He won't tell his mum

MY fiance lives with his widowed mother who is in her 70s and, although her son and I have been together for four years, we have never met.
He has lived at home all his life, other than when he first met me while we were both working abroad for three years.
I am sure she is trying to stop us from getting married as the date has already been postponed. I have no idea why, other than that she had a “problem.” It’s as if he either can’t or won’t face her, and I’m beginning to think it’s not going to happen. Do I have to wait for her to die? - DL
Fiona says: For a woman in her 70s, the possibility exists that she could still live a very long time, so assuming you’re not willing to wait that long, I think it’s time the two of you met. You can show her that you understand her feelings, that you genuinely love her son and that you are not taking him too far away.
You will also be able to discover if she really is the reason behind your fiance’s delays because it may be it’s his problem, not his mother’s, and that he has his own reasons for delaying things.

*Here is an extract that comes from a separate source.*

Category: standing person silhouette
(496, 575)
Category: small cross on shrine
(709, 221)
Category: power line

If he refuses to introduce you then perhaps it’s time to consider whether he’s the right man for you.

My daughter's a recluse
MY daughter is 26 with two lovely children, but after a deeply upsetting divorce last year, she’s become a recluse.
I would have thought that after nearly 18 months, she would be over things, but she just sits indoors every evening, even though I’ve told her I can babysit any time. She’s a very pretty woman and I feel she should be out meeting people, but she seems to think nobody will want her because she has two children. What more can I do to help? - RS
Fiona says: Your daughter has obviously taken the divorce very badly and I suspect she’s lost confidence.
She may also be depressed, so trying to push her into socialising could make her feel more vulnerable.
In time she may feel differently, but for the moment, give her time and room to get over this bad experience. She’s still very young and there will be plenty of time for socialising when she’s ready.